There are other responses that are going on that are not necessarily an application but that look at how you can use tools to support yourself. We heard early on about the helpline just set up by the digital rights foundation in Pakistan, for example, that is also trying to have an intersectional approach of psychological and legal support and digital security. There's no one size fits all solution.
Certainly we also talk about take back the tech campaign during the 16 days of activism and talk about different options and ways of understanding how violence is happening, but also not trying to do it in a way that helps you enjoy what you're doing in exploring technology and not decide to completely go offline, which is what many people have had to decide.
Also Tactical Tech developed the manual. I'm not sure which is English or Spanish, but it's in both languages. That's available online in Wiki format. So there are some things out there that they're not ‑‑ they're no way as sophisticated as an awesome game. Are they one size fits all solutions?
I don't want to give the impression that doxxing is just a game to people. That there's no understanding of how incredibly harmful it could be. I just wanted to point out that the practice in and of itself is not, because frequently then what it gets to be prohibited is doxxing or what's bad is trolling.
We're interested in what's the harm? My private information is out there online. My private information that I had for other purposes online is now associated with my erotic film.

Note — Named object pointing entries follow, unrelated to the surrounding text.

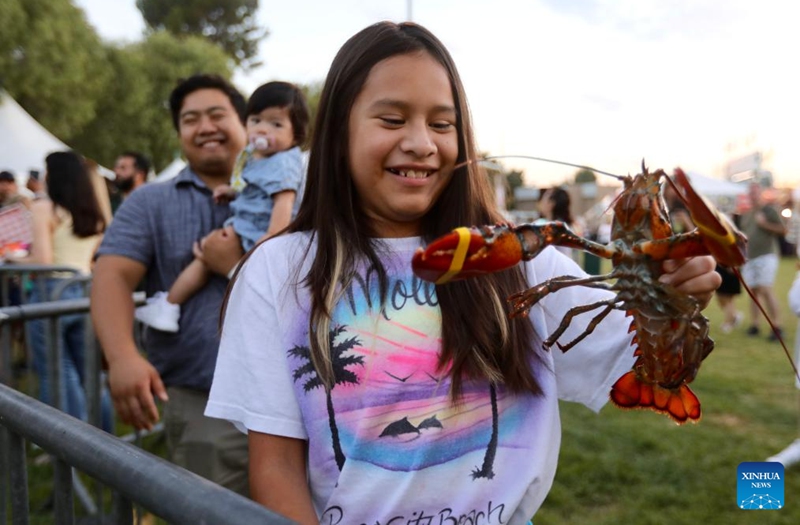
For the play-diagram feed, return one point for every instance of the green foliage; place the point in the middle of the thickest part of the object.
(585, 176)
(12, 31)
(134, 110)
(230, 24)
(57, 69)
(312, 92)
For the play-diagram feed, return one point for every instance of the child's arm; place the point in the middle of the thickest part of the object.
(278, 476)
(189, 282)
(281, 213)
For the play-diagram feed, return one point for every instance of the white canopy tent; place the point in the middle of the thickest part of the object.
(24, 143)
(715, 188)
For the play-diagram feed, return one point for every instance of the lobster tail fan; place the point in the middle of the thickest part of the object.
(679, 403)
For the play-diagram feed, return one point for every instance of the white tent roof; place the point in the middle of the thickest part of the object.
(710, 187)
(25, 143)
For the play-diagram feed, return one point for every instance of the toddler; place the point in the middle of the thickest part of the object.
(268, 176)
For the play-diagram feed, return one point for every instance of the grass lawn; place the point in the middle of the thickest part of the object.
(638, 467)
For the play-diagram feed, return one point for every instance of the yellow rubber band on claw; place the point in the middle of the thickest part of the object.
(458, 257)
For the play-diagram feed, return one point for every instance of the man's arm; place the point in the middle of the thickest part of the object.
(220, 250)
(132, 379)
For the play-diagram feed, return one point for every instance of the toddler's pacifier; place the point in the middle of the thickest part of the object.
(259, 143)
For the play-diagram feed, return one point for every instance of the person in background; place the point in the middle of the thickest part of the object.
(727, 293)
(791, 454)
(35, 184)
(9, 191)
(151, 239)
(67, 228)
(762, 225)
(130, 169)
(365, 393)
(554, 205)
(681, 222)
(268, 176)
(99, 183)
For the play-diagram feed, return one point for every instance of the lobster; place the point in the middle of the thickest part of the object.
(671, 334)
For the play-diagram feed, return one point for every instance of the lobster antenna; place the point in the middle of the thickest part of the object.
(552, 161)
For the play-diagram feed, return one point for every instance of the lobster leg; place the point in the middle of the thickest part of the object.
(524, 300)
(469, 252)
(553, 339)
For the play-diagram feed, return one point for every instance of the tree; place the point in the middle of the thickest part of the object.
(230, 24)
(12, 32)
(133, 113)
(56, 68)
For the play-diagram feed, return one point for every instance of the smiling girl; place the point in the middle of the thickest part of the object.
(368, 395)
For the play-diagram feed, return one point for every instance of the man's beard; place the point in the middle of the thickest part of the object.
(124, 185)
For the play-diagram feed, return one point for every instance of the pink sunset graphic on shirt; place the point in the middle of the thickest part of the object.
(390, 404)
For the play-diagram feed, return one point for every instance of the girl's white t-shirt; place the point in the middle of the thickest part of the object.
(385, 444)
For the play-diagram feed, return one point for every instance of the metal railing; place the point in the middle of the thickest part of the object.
(133, 474)
(162, 488)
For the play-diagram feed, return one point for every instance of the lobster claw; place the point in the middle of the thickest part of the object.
(724, 242)
(467, 252)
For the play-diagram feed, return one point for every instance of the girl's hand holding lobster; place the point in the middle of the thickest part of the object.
(661, 279)
(694, 276)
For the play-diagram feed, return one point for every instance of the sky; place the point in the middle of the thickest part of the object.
(604, 83)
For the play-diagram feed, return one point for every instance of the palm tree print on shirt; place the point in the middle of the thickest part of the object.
(341, 375)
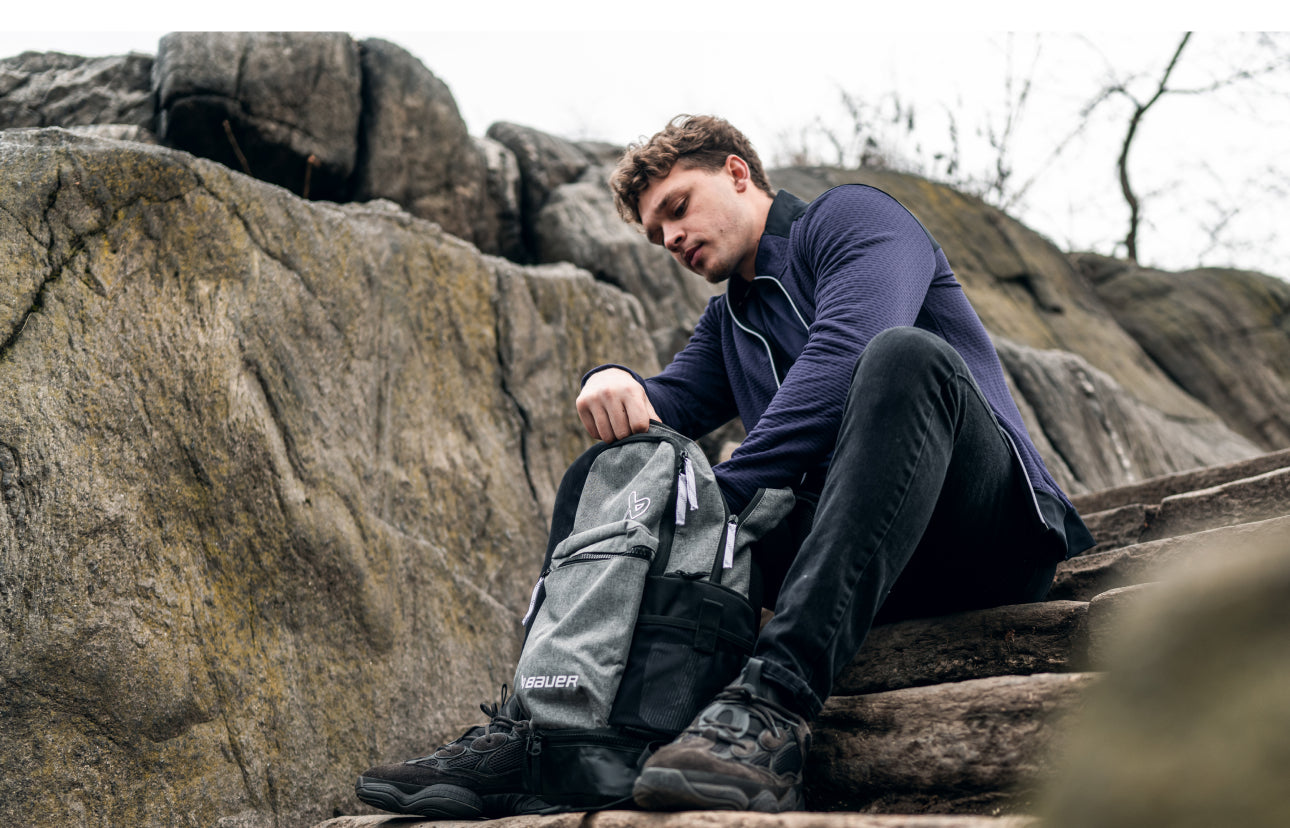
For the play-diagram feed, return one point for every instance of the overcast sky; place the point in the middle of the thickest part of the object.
(1196, 159)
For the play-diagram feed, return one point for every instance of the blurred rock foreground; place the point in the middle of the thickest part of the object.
(276, 470)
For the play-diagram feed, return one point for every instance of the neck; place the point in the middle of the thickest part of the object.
(761, 212)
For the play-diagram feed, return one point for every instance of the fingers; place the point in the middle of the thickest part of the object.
(614, 406)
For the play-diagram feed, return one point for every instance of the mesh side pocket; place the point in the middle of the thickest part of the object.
(692, 640)
(574, 655)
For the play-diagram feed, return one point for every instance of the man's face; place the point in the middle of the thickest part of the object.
(704, 221)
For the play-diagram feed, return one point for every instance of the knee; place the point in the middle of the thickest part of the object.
(904, 352)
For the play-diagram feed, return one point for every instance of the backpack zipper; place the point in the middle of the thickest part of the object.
(686, 495)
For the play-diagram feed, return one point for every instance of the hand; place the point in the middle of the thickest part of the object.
(613, 405)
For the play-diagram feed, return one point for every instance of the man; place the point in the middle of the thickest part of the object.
(863, 377)
(868, 386)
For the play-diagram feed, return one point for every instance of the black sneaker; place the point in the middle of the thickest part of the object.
(475, 775)
(743, 752)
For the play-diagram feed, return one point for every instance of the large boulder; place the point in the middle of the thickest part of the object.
(1095, 435)
(578, 223)
(501, 218)
(414, 148)
(546, 161)
(1223, 335)
(275, 475)
(53, 89)
(280, 106)
(1028, 293)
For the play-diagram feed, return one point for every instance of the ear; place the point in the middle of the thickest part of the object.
(738, 170)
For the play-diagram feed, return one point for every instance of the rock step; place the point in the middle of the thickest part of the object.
(1159, 488)
(1088, 575)
(1000, 641)
(694, 819)
(968, 747)
(1021, 640)
(1241, 501)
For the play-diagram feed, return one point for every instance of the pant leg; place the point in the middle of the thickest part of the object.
(924, 499)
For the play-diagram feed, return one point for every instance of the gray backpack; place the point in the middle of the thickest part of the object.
(640, 615)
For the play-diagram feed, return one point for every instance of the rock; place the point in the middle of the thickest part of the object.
(1088, 575)
(501, 218)
(578, 223)
(53, 89)
(1223, 335)
(1106, 618)
(546, 161)
(1000, 641)
(414, 148)
(1104, 433)
(546, 346)
(1159, 488)
(1120, 526)
(116, 132)
(1190, 726)
(1239, 502)
(968, 747)
(292, 102)
(266, 517)
(697, 819)
(1028, 293)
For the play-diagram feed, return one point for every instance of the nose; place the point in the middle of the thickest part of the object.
(672, 236)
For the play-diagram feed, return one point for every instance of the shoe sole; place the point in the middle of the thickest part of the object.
(440, 801)
(668, 789)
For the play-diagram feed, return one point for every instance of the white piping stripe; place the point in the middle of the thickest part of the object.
(752, 333)
(784, 290)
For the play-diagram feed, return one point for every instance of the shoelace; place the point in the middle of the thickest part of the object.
(761, 709)
(497, 724)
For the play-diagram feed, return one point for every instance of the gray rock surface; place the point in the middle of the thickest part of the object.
(1159, 488)
(292, 101)
(502, 199)
(578, 223)
(1190, 726)
(546, 161)
(1088, 575)
(1000, 641)
(52, 89)
(698, 819)
(414, 148)
(1102, 432)
(268, 476)
(1223, 335)
(965, 747)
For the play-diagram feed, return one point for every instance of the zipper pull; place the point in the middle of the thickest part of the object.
(690, 494)
(686, 498)
(538, 591)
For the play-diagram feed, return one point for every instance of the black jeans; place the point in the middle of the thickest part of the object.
(924, 511)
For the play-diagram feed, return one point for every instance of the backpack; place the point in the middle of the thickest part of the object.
(640, 614)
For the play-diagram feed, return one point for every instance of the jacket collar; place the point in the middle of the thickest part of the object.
(773, 246)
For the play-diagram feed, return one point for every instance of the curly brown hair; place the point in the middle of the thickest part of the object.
(697, 141)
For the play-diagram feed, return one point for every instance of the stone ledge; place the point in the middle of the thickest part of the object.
(694, 819)
(1159, 488)
(974, 747)
(1085, 577)
(1002, 641)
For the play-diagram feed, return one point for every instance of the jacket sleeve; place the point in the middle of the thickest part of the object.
(693, 394)
(871, 263)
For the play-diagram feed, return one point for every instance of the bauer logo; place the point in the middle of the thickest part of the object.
(538, 682)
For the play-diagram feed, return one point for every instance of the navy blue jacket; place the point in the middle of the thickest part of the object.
(831, 275)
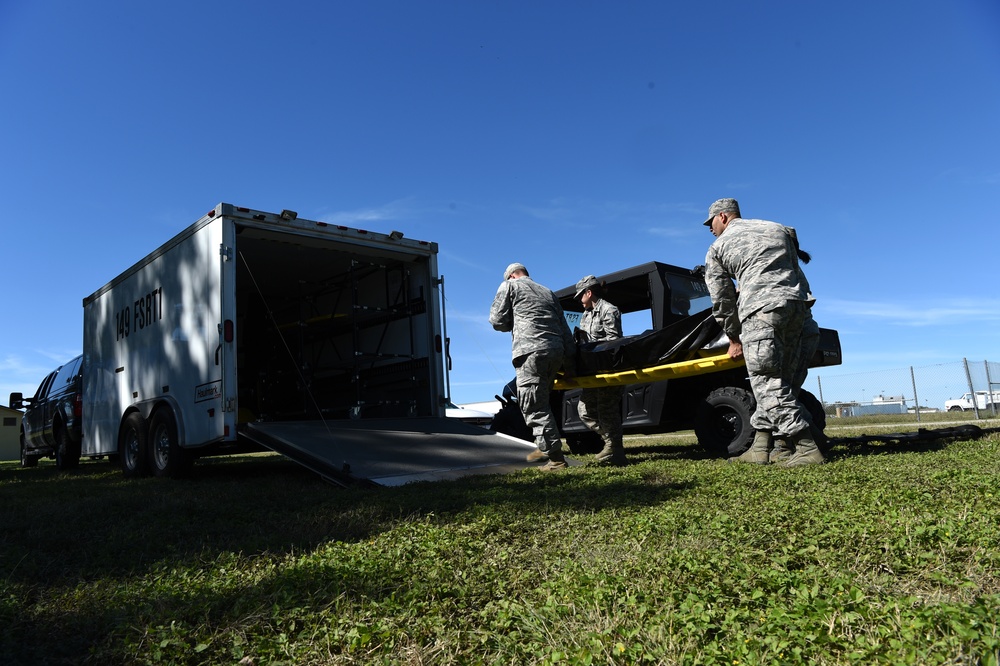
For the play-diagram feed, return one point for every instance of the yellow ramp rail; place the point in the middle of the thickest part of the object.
(656, 373)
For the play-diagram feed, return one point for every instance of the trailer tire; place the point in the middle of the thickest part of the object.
(722, 422)
(166, 457)
(67, 451)
(583, 443)
(26, 460)
(133, 449)
(510, 421)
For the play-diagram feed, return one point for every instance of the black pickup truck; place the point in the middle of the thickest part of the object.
(51, 423)
(716, 405)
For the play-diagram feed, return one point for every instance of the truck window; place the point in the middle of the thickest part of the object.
(43, 388)
(66, 375)
(687, 296)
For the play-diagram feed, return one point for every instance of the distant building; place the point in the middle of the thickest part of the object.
(882, 404)
(10, 434)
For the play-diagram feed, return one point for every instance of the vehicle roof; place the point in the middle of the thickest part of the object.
(631, 289)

I had a different identity, and then that has that name and where you live and what your profession is. It's also sent to your boss. That's the sort of doxxing that can, of course, be very harmful.
I'm sorry if I was so sarcastic that that was implied, that doxxing is really cool. I think that if we could understand how it happens and explore the technology a lot more and, yes, indeed explore how we ‑‑ what information about ourselves is out there and also explore more about who is doing this to us, we would ‑‑ if we could do that process of documentation, which will not be fun. It would be more laborious, that's all. I just want to address that misconception. Sorry.
>> MODERATOR: We have four minutes, and I have two more comments. So one minute each.
>> AUDIENCE: I just have one minute to say a few years ago, five years ago I took technology as neutral and depending on how you use the technology. It depends on that. More and more as a teacher in computer careers and as a computer engineer, and I am a computer engineer, and I believe technology is not neutral at all. I think we can learn a lot from medical technology, for instance, and how that changed when we integrate women's vision in the development of the medical technology and how these technologies changed completely. I just wanted to say, and it's a long discussion and a very interesting one, and yes, very ‑‑ a lot of things to do on that.
>> AUDIENCE: So just one quick comment on what you said, I couldn't agree we're more we're all bits of pieces in different categories, I think. We mobilize them to try and tackle something specific, but the problem is that the dissociation of these different components of our identities, and especially Flavia and I remember talking about over, you make public policies, how do you mobilize the categories? How do you understand gender when you're, you know, policy‑making processes?
And that's ‑‑ I think that's the real question, because we're all part of many things. I'm a student. I am white. I am from Brazil. I am 23 years old. So there's so many things makes me, but at the same time when I'm under this institutional thing, I am tackled through these categories. So I think not only in policy‑making but also in making code and making technologies, how are we articulating these different things? Okay. So time's up. Thank you.
>> MODERATOR: So the time I have left is to say thank you all for coming, and this was very exciting. This is a very exciting discussion. If we can, you know, meet outside and keep debating and stuff, so thank you.